The only point which needs explanation is the WHERE clause. The ``follow``
table is stored in a `type-2 SCD
<https://en.wikipedia.org/wiki/Slowly_changing_dimension#Type_2:_add_new_row>`__
format, which minimizes the storage needed to handle repeated fetches of slowly
changing data like users' following lists. In this format, each row has start
and end validity dates: when a follow edge is first observed, its row is
created with ``valid_start_dt`` indicating when it was first observed and NULL
``valid_end_dt``, with the latter indicating that it is still valid. When it is
first *not* observed in a fetch where it should have been if it were still
valid, the row is updated to set ``valid_end_dt`` to the time the follow edge
was observed to be missing. Finally, if a follow relationship is first
observed, then some time later found to be missing, then observed again (say
because a user follows, unfollows and refollows another user), a new row is
created. Because most user don't regularly follow and unfollow large numbers of
other users, this format allows us to store repeated fetches of the follow
graph easily and with minimal space requirements.

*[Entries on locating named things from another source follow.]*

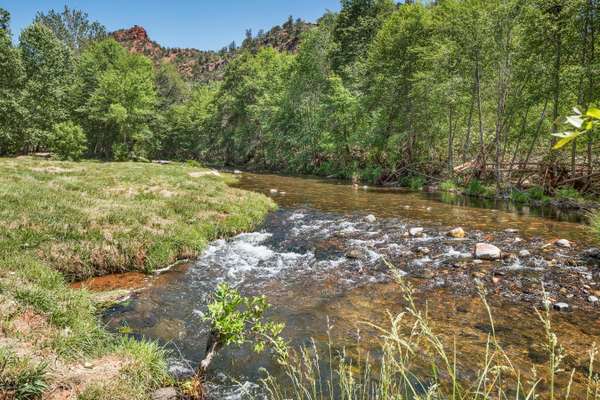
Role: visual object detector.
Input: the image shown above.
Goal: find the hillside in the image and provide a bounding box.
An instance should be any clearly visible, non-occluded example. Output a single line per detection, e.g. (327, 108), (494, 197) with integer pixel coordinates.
(112, 18), (313, 81)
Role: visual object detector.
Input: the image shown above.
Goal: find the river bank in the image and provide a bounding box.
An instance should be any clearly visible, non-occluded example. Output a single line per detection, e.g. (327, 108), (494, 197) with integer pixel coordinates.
(92, 173), (600, 399)
(0, 158), (274, 399)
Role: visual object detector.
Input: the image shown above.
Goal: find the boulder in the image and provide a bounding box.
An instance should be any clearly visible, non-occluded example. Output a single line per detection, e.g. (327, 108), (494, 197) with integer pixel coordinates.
(519, 250), (531, 258)
(475, 243), (502, 260)
(346, 249), (362, 259)
(365, 214), (377, 224)
(554, 239), (571, 249)
(417, 247), (431, 255)
(448, 227), (465, 239)
(553, 302), (569, 311)
(151, 387), (179, 400)
(408, 227), (423, 236)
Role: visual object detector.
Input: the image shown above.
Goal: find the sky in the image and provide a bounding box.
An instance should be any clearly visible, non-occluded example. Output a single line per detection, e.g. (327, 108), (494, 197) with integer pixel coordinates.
(0, 0), (340, 50)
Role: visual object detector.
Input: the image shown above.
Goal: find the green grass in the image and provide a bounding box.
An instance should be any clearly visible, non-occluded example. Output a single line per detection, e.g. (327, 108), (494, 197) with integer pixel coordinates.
(0, 158), (274, 399)
(262, 266), (600, 400)
(440, 179), (458, 192)
(0, 347), (48, 400)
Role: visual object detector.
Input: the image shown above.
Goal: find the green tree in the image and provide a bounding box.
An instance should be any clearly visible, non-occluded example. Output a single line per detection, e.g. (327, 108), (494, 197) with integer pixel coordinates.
(332, 0), (395, 73)
(0, 10), (25, 155)
(34, 5), (106, 54)
(48, 121), (87, 161)
(19, 23), (74, 152)
(73, 39), (158, 158)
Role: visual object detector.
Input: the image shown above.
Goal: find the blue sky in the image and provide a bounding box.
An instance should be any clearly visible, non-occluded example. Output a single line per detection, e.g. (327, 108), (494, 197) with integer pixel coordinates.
(0, 0), (339, 50)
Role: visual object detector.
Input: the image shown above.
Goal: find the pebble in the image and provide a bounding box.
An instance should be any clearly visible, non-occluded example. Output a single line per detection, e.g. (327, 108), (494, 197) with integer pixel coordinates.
(152, 387), (179, 400)
(417, 247), (431, 254)
(448, 227), (465, 239)
(554, 302), (569, 311)
(365, 214), (377, 224)
(475, 243), (501, 260)
(519, 250), (531, 258)
(408, 227), (423, 236)
(583, 247), (600, 259)
(346, 249), (362, 259)
(554, 239), (571, 249)
(415, 269), (435, 279)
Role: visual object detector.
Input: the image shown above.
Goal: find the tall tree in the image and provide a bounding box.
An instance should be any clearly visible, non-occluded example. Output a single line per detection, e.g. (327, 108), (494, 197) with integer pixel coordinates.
(19, 23), (74, 151)
(34, 6), (106, 54)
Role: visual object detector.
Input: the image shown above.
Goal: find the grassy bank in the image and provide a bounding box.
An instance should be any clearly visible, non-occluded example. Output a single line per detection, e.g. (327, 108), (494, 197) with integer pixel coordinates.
(0, 158), (273, 399)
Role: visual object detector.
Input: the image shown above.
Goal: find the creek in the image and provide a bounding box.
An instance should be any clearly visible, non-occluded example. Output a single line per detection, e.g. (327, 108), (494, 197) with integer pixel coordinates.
(84, 173), (600, 399)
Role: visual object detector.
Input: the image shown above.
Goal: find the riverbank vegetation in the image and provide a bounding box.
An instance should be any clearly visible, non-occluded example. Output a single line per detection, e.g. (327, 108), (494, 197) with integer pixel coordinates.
(262, 276), (600, 400)
(0, 0), (600, 196)
(0, 157), (273, 399)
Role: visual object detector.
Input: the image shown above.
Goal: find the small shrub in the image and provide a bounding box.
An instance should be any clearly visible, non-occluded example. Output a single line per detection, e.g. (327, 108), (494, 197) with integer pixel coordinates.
(527, 186), (546, 201)
(400, 175), (425, 190)
(0, 347), (47, 400)
(112, 143), (129, 161)
(359, 167), (383, 184)
(510, 189), (529, 203)
(185, 160), (204, 168)
(555, 186), (583, 201)
(440, 179), (458, 192)
(465, 179), (485, 196)
(48, 121), (87, 161)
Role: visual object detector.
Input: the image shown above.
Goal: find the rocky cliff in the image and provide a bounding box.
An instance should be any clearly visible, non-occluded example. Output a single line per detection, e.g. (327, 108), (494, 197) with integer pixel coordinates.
(112, 19), (313, 81)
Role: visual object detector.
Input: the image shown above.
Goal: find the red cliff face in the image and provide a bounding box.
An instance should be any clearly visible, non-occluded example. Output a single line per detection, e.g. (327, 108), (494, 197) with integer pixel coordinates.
(112, 21), (312, 81)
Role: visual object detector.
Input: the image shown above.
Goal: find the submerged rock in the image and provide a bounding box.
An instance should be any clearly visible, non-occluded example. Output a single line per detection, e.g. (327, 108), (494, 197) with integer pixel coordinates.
(417, 247), (431, 254)
(408, 227), (423, 236)
(346, 249), (362, 260)
(583, 247), (600, 260)
(475, 243), (502, 260)
(448, 227), (465, 239)
(152, 387), (179, 400)
(365, 214), (377, 224)
(519, 250), (531, 258)
(554, 239), (571, 249)
(553, 302), (569, 311)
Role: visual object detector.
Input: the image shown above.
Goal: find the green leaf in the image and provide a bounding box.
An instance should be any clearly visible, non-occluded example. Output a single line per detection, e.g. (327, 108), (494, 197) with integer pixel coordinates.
(553, 131), (583, 150)
(585, 107), (600, 119)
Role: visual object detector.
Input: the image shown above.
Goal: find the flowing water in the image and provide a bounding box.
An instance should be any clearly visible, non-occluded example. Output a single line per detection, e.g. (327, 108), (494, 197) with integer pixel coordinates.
(90, 174), (600, 398)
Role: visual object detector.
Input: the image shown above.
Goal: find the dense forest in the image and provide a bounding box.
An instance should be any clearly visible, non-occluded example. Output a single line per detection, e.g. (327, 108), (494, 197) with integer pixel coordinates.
(0, 0), (600, 194)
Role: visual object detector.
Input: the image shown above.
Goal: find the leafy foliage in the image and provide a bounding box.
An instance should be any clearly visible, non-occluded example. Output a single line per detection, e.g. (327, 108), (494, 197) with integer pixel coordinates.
(205, 283), (284, 352)
(49, 121), (87, 161)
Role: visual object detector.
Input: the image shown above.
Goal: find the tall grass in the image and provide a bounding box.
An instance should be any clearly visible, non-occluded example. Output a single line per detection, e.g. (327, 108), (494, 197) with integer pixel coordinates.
(263, 266), (600, 400)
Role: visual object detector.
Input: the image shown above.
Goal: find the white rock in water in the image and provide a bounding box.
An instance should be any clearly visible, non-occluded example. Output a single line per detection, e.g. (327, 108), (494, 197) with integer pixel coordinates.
(408, 227), (423, 236)
(554, 239), (571, 249)
(417, 247), (431, 254)
(152, 387), (179, 400)
(475, 243), (501, 260)
(519, 250), (531, 258)
(365, 214), (377, 224)
(554, 303), (569, 311)
(448, 227), (465, 239)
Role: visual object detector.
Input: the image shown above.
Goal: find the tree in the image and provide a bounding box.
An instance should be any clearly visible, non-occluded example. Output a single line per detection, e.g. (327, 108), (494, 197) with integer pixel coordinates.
(34, 5), (106, 54)
(19, 23), (74, 152)
(0, 9), (25, 155)
(330, 0), (395, 73)
(48, 121), (87, 161)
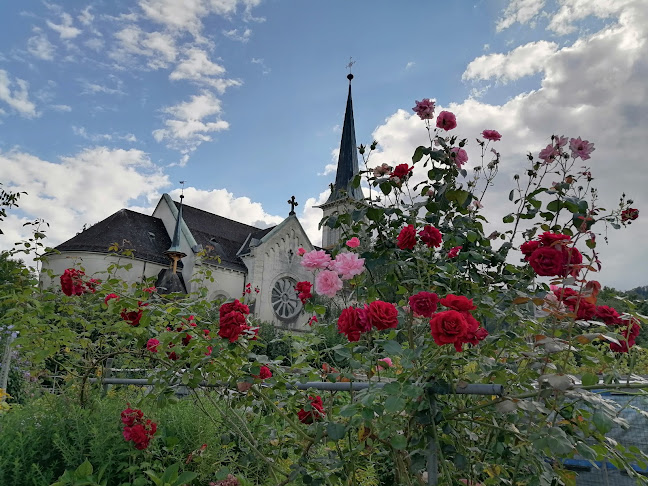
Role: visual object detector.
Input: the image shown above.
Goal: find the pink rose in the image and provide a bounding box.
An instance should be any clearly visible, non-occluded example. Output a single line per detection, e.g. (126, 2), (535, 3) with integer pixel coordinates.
(450, 147), (468, 169)
(412, 98), (434, 120)
(301, 250), (331, 270)
(315, 270), (343, 298)
(346, 236), (360, 248)
(569, 137), (596, 160)
(331, 253), (365, 280)
(482, 130), (502, 142)
(437, 111), (457, 132)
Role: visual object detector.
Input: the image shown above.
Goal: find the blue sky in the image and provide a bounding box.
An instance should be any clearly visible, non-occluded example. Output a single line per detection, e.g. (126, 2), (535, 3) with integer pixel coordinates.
(0, 0), (648, 288)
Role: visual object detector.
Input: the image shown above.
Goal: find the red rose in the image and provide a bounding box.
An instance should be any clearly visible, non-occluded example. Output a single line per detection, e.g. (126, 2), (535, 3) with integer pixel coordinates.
(397, 224), (416, 250)
(539, 231), (571, 246)
(218, 307), (247, 343)
(252, 365), (272, 380)
(367, 300), (398, 331)
(529, 247), (565, 277)
(390, 164), (414, 180)
(338, 307), (371, 342)
(430, 310), (468, 351)
(621, 208), (639, 223)
(596, 305), (621, 326)
(520, 241), (540, 261)
(297, 395), (326, 424)
(409, 292), (439, 317)
(419, 224), (443, 248)
(121, 309), (142, 327)
(439, 294), (477, 312)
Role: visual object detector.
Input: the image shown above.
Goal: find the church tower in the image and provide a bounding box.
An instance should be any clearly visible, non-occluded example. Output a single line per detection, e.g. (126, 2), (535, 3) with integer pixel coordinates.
(319, 74), (364, 249)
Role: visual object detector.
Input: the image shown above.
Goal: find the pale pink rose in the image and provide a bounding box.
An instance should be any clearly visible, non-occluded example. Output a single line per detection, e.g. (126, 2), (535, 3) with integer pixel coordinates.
(538, 144), (560, 164)
(315, 270), (343, 297)
(412, 98), (434, 120)
(450, 147), (468, 169)
(301, 250), (331, 270)
(346, 236), (360, 248)
(437, 111), (457, 132)
(482, 130), (502, 142)
(569, 137), (596, 160)
(331, 253), (365, 280)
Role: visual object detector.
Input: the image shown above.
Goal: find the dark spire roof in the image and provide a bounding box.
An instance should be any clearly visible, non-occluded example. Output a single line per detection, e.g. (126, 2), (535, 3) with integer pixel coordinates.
(325, 74), (364, 204)
(166, 196), (186, 256)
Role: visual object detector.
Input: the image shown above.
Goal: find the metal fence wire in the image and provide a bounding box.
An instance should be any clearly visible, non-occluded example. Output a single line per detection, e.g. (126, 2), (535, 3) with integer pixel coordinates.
(564, 392), (648, 486)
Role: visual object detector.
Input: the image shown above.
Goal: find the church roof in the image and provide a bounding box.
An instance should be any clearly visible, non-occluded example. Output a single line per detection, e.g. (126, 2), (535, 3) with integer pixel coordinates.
(56, 209), (171, 265)
(324, 74), (364, 204)
(175, 202), (273, 271)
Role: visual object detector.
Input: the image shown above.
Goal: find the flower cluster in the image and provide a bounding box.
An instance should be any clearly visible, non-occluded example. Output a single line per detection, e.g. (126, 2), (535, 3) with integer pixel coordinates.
(297, 395), (326, 424)
(337, 300), (398, 341)
(430, 294), (488, 352)
(61, 268), (101, 297)
(121, 405), (157, 450)
(520, 231), (583, 277)
(396, 224), (443, 250)
(297, 249), (365, 302)
(218, 299), (259, 343)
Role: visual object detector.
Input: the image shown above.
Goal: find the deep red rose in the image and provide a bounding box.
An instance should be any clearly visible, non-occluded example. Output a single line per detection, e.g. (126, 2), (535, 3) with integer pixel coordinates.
(430, 310), (468, 351)
(218, 299), (250, 319)
(120, 309), (143, 327)
(409, 292), (439, 317)
(529, 247), (565, 277)
(397, 224), (416, 250)
(367, 300), (398, 331)
(520, 240), (540, 261)
(390, 164), (414, 181)
(338, 307), (371, 342)
(439, 294), (477, 312)
(539, 231), (571, 246)
(252, 365), (272, 380)
(419, 224), (443, 248)
(621, 208), (639, 223)
(596, 305), (621, 326)
(297, 395), (326, 424)
(218, 307), (248, 343)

You can also easily select your fetched follow graph *as it existed at a
particular time in the past*. The WHERE clause snippet in the example above ---
``where valid_end_dt is null`` --- asks for all currently valid rows, or the
most current state of the graph. But you can also get, for example, the follow
graph as you had recorded it six months ago:

.. code-block:: sql

   select
       source_user_id,
       target_user_id
   from follow
   where
       valid_start_dt < now() - interval '6 months' and
       (valid_end_dt >= now() - interval '6 months' or valid_end_dt is null);

That is, follow edges which were first observed more than six months ago, and
which either expired more recently than six months ago or whch are still valid.
Note that you need either of two conditions on ``valid_end_dt``: ``valid_end_dt
>= now() - interval '6 months'``, specifying follow edges which expired during
the last six months because one user was observed to have unfollowed the other,
and ``valid_end_dt is null`` to specify rows which are still valid.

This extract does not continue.